Distinctive Filmmaking Approach
The style of the series will seem recognizable to devotees of The Civil War. Its distinctive style incorporated gradual camera movements over historical images, generous use of period music and actors interpreting primary sources.
This period represented the filmmaker cemented his status; decades afterwards, now the doyen of documentaries, he can apparently summon numerous talented actors. Collaborating with the filmmaker during a recent appearance, acclaimed writer Lin-Manuel Miranda commented: “A call from Ken Burns commands immediate acceptance.”
Extraordinary Talent
The lengthy creation process proved beneficial in terms of flexibility. Sessions happened in studios, in relevant places and remotely via Zoom, a method utilized during the pandemic. Burns recounts the experience with performer Josh Brolin, who scheduled a brief window during his travels to record his lines as the revolutionary leader before flying off to his next engagement.

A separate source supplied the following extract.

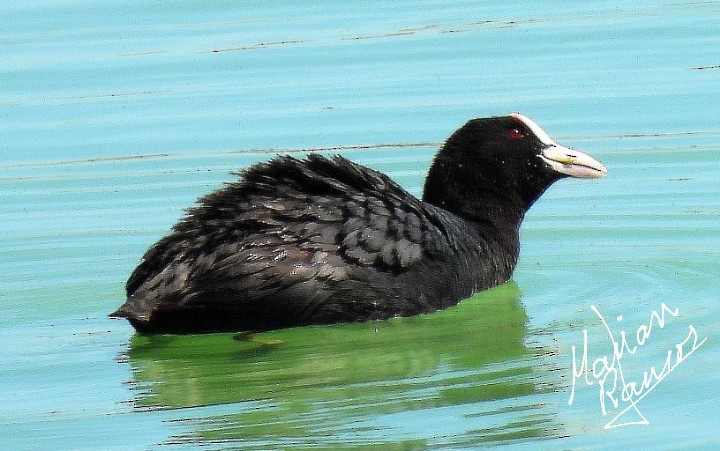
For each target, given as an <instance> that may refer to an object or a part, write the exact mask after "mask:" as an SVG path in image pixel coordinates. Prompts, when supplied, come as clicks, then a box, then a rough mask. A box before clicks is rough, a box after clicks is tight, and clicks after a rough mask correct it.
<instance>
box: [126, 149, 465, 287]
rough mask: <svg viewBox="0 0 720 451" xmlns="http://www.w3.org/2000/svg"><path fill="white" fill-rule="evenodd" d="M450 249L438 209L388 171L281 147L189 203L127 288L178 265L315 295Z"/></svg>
mask: <svg viewBox="0 0 720 451" xmlns="http://www.w3.org/2000/svg"><path fill="white" fill-rule="evenodd" d="M452 253H453V249H452V246H451V244H450V243H449V241H448V238H447V235H446V233H445V230H444V227H443V221H442V219H441V218H440V217H439V216H438V215H437V214H436V212H435V210H432V209H431V208H430V207H428V206H427V205H425V204H424V203H423V202H421V201H420V200H418V199H417V198H415V197H414V196H412V195H410V194H409V193H407V192H406V191H405V190H404V189H402V188H401V187H400V186H399V185H397V184H396V183H395V182H393V181H392V180H391V179H390V178H388V177H387V176H385V175H383V174H381V173H379V172H376V171H373V170H370V169H368V168H365V167H363V166H360V165H357V164H355V163H352V162H350V161H348V160H346V159H344V158H341V157H335V158H333V159H327V158H324V157H321V156H318V155H311V156H310V157H309V158H308V159H306V160H297V159H294V158H290V157H279V158H276V159H274V160H271V161H270V162H269V163H264V164H259V165H255V166H253V167H251V168H250V169H249V170H247V171H245V172H244V173H241V179H240V180H239V181H238V182H235V183H232V184H229V185H228V186H226V187H225V188H223V189H221V190H218V191H216V192H214V193H211V194H210V195H208V196H206V197H205V198H202V199H201V200H200V203H199V205H197V206H195V207H193V208H191V209H189V210H188V215H187V216H186V217H185V218H184V219H183V220H182V221H180V222H179V223H178V224H177V225H176V226H175V227H174V229H173V233H172V234H171V235H169V236H168V237H166V238H164V239H163V240H161V241H159V242H158V243H157V244H156V245H155V246H154V247H152V248H151V249H150V250H149V251H148V252H147V254H146V255H145V257H144V261H143V263H142V264H141V265H140V266H139V267H138V269H136V271H135V273H133V275H132V276H131V277H130V280H128V283H127V291H128V294H131V292H133V291H134V290H135V289H137V288H138V287H140V286H141V285H142V284H143V283H144V280H147V279H148V277H155V276H156V275H157V274H161V273H163V272H167V266H168V265H175V266H177V267H178V268H182V270H183V271H187V274H182V275H181V276H180V277H179V278H178V274H173V277H174V280H176V282H177V280H180V282H182V283H183V284H184V285H188V287H189V288H190V286H192V287H194V288H192V291H193V292H199V291H203V292H205V293H206V292H207V291H215V292H217V293H224V294H222V295H220V294H218V296H216V297H221V298H227V299H228V300H229V299H230V298H233V297H236V296H242V297H244V298H246V299H259V298H266V297H268V296H271V295H273V294H274V293H282V295H283V296H284V297H287V296H293V295H294V294H296V295H297V296H293V297H297V298H318V297H322V296H325V295H327V293H326V292H324V291H323V289H322V288H323V287H326V286H327V285H328V284H332V283H333V282H340V281H352V280H353V279H354V278H355V277H358V275H360V276H362V277H367V276H368V275H369V274H373V272H371V271H367V270H371V269H372V270H373V271H377V272H379V273H388V274H398V273H402V272H404V271H407V270H408V269H410V268H412V267H413V266H414V265H417V264H418V263H419V262H421V261H422V260H423V259H431V260H442V259H444V258H448V257H449V256H450V255H452ZM190 262H191V263H190ZM363 270H366V271H363ZM176 272H177V271H170V273H171V274H172V273H176ZM363 274H364V276H363ZM165 283H166V284H167V283H168V281H165ZM178 283H179V282H178ZM297 290H300V291H301V292H299V293H294V291H297ZM231 294H232V295H231ZM191 297H192V296H190V297H189V298H191Z"/></svg>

The cast includes Kenneth Branagh, Hugh Dancy, Claire Danes, Jeff Daniels, Morgan Freeman, Paul Giamatti, emerging and established stars, multiple generations of actors, accomplished dramatic artists, Damian Lewis, Laura Linney, Tobias Menzies, versatile character actors, television and film stars, Dan Stevens, Meryl Streep.
Burns adds: “Honestly, this could represent the finest ensemble ever assembled for any movie or television show. They do an extraordinary service. Their celebrity status wasn’t the criteria. It irritated me when questioned, ‘So why the celebrities?’. I responded, ‘These are performers.’ They’re the finest actors in the world and they vitalize these narratives.”
Nuanced Narrative
Nevertheless, no contemporary observers remain, photography and newsreels forced Burns and his team to depend substantially on historical documents, weaving together the first-person voices of multiple revolutionary participants. This allowed them to present viewers beyond the prominent leaders of the founders but also to “dozens of others crucial to understanding, many of whom never even had a portrait painted.
Burns additionally pursued his personal passion for territorial understanding. “I have great affection for cartography,” he comments, “with greater cartographic content throughout this series versus earlier productions throughout my entire career.”
Worldwide Consequences
Filmmakers captured footage at nearly a hundred historical locations across North America plus English locations to preserve geographical atmosphere and worked extensively with historical interpreters. These components unite to tell a story more violent, complex and globally significant versus conventional understanding.
The revolution, it contends, represented more than local dispute over land, taxation and representation. Conversely, the project presents a blood-soaked struggle that eventually involved numerous countries and improbably came to embody described as “the noble aspirations of humankind”.
Internal Conflict Truth
What had begun as a jumble of grievances aimed at the crown by American colonists across thirteen rebellious territories soon descended into a bloody domestic struggle, pitting family members against each other and neighbour against neighbour. During the second installment, scholar Alan Taylor notes: “The primary misunderstanding about the American Revolution centers on assuming it constituted that unified Americans. This omits the fact that it was a civil war among Americans.”
Sophisticated Interpretation
For him, the revolution is a story that “generally is overwhelmed by emotionalism and wistful remembrance and is incredibly superficial and doesn’t have the respect actual events, every individual involved and the widespread bloodshed.”
The historian argues, a movement that announced the transformative concept of the unalienable rights of people; a bloody domestic struggle, dividing revolutionaries and royalists; and a global war, continuing previous patterns of struggles among European powers for the “prize of North America”.